Mülk-hân: Kur’ân’ın Mülk suresini okumakla yükümlü okuyucu kişi. Tebareke-hân’ın müteradifidir.
Müslim-han: Allah katında Peygamberin şefa’atini kazanmak gayesiyle, meşhur hadis eseri Sahih-i Müslim’i okumakla görevlendirilmiş okuyucu kişi.
Mütevelli: Vakfı yönetmekle yükümlü kimseler.
Müvezzî: Tesbit edilmiş zaman ve mekânlarda okumaları için, Kur’an cüzlerini okuyucularına dağıtmak ve toplamakla görevli şahıs.
Müzehhib: Kitap ciltlerini tezhiplemekle ( kenar süsleri ) görevlenderilmiş şahıs.
Na’at-hân: Peygamberin övüldüğü na’at şiirlerini okumakla görevlendirilmiş kişi.
Nakîb: İmaretlerin yönetimiyle görevlendirilmiş kişi.
Nazır: Vakıf mütevellisini teftiş ve vakıf işlerini kontrol etmekle görevlendiren kişi.
Nâzırı cüz-hân: Cüz-hân denilen du’a okuyucularının vazifelerini yapıp yapmadıklarını kontrol etmekle görevli şahıs.
Nâzır-ı kütüphâne: Kütüphanelerin işleyişini kontrol eden görevli müfettiş.
Nakkâd: İmaretlerde pirinç ve buğdayı ayıklamakla görevli kişi, ayıklayıcı
Nakkâd-ı kendûm: 1 .Tahıl elemede kullanılan kalbur yapan esnaf. 2. Vakıf ve imaretlerde buğday eleyen, ayıklayan görevli.
Noktacı: Cüz-hân ve devir-hânları kontrol etmek gayesiyle, her seferinde Kur’an’ın ne kadarının okunduğunu işaret etmekle vazifelendirilmiş şahıs. Söz konusu okuyucuların gözetim ve denetiminden sorumlu şahıs.
Pâsbân-ı dekâkîn: Bazı vakıf dükkanları korunmakla görevli gece bekçisi.
Perdeci: Caminin perdelerini takıp çıkarmak ve muhafaza etmekten sorumlu kişi.
Râh-âbi: Suyu kaynağından şehirlere kadar ulaştıran su yollarının bakımından sorumlu olan görevli.
Re’is kandilcîyân : Kandilci’lerin başkanı.

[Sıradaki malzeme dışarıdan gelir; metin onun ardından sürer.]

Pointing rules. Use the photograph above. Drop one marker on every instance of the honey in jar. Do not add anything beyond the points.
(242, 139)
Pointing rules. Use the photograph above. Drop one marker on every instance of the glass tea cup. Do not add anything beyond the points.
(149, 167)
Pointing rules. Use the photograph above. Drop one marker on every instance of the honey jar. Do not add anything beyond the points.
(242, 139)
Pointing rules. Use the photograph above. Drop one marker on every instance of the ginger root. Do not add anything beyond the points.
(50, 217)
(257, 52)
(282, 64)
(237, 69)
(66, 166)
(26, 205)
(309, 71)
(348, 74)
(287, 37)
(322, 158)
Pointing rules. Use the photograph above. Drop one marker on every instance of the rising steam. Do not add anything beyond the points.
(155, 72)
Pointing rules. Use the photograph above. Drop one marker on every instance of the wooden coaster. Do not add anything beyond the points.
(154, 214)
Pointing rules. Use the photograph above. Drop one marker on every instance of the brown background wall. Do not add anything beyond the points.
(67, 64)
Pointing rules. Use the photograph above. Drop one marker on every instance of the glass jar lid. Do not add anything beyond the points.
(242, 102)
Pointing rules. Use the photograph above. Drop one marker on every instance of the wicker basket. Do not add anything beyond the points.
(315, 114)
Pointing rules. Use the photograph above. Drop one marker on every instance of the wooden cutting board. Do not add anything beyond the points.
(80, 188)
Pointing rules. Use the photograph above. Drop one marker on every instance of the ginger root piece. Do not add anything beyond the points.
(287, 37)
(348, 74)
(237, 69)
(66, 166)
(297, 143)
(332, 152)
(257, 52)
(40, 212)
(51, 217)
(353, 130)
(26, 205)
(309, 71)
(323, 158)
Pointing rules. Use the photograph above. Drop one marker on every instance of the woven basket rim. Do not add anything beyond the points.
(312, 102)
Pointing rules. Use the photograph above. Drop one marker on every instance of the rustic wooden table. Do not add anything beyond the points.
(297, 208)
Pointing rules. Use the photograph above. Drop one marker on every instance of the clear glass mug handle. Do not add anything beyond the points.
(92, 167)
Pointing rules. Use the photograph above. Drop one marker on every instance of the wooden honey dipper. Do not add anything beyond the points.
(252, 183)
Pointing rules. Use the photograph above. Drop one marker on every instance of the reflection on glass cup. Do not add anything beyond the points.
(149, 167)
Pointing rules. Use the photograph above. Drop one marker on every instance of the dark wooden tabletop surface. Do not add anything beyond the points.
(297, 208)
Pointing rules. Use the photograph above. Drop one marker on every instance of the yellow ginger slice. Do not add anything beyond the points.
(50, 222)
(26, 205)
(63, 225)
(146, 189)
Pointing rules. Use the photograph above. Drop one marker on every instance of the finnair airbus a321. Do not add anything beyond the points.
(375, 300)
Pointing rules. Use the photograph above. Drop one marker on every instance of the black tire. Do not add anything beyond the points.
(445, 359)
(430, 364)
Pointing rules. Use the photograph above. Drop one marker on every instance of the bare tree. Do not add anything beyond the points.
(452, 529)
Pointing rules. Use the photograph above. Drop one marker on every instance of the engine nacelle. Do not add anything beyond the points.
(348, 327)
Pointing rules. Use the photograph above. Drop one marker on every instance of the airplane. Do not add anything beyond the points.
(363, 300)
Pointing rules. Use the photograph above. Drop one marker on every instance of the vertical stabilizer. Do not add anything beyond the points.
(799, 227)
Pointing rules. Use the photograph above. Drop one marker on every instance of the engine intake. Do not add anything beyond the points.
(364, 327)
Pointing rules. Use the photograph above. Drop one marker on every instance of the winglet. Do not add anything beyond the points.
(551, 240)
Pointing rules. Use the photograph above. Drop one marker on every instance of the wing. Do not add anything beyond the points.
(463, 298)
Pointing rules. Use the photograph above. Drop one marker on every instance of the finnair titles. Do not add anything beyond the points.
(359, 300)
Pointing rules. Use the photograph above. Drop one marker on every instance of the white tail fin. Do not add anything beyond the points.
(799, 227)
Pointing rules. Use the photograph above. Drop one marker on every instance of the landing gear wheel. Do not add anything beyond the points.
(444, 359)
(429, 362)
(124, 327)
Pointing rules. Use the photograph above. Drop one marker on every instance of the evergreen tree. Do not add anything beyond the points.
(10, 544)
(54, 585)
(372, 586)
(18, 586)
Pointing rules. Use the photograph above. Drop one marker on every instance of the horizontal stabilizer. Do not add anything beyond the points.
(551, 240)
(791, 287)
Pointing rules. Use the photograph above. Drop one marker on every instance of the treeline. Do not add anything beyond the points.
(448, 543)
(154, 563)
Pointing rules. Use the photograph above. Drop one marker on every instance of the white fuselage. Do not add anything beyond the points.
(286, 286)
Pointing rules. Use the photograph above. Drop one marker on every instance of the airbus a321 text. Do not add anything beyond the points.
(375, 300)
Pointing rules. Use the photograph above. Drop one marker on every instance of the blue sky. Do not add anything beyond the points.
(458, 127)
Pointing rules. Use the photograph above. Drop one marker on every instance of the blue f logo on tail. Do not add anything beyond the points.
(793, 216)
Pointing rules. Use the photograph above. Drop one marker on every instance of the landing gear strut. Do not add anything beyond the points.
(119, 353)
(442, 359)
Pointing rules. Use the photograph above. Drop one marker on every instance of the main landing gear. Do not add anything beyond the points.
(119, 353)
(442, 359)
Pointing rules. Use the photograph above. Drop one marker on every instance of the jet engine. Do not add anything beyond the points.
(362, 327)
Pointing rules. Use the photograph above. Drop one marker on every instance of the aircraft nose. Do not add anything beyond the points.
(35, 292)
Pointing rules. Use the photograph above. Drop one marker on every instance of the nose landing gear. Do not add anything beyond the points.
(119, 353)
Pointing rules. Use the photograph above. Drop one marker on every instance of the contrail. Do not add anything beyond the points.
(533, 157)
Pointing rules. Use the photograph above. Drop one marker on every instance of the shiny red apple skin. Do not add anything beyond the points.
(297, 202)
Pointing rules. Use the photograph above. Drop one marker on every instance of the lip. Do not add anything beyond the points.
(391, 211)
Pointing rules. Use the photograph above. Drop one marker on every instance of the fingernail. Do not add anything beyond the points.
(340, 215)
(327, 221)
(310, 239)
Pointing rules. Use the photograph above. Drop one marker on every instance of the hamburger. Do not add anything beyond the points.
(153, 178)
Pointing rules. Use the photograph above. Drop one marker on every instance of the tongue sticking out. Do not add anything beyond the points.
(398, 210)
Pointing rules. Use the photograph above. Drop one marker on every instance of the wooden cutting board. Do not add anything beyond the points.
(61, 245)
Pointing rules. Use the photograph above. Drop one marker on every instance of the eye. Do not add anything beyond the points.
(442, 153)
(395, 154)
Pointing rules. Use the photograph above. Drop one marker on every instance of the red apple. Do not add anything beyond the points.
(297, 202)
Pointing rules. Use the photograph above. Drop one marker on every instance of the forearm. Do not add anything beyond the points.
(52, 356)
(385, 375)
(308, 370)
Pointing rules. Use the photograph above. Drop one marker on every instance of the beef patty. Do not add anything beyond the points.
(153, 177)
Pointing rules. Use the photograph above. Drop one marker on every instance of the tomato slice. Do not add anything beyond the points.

Sandukî: Kur’ân ve dua okuyucularının belli zaman ve yerlerde okumak mecburiyetinde oldukları Kur’an nüshalarını veya diğer du’a kitaplarını husûsi sandıklarda muhafaza etmekle görevli şahıs. Buna sandukcu da denilmektedir.
Saka: Vakıf kuruluşlarına çeşmeden su taşıyan kişi.
Saka-yı zevrak: Asıl vazîfesi, Mekke’deki Zemzem Suyundan Zevrak denen şişelerle İstanbul’a su göndermekle görevli olan şahıs.
Sarraf: Bazı para vakıflarını vakfiyedeki şartlara göre işleten vakıf görevlisi.
Sebilci: Sebillerde bedava su dağıtmakla görevli şahıs.
Semsem: Susam
Ser-bölük-i râh-âbi: Su yolları bakımı ile görevli bölüğün başkanı.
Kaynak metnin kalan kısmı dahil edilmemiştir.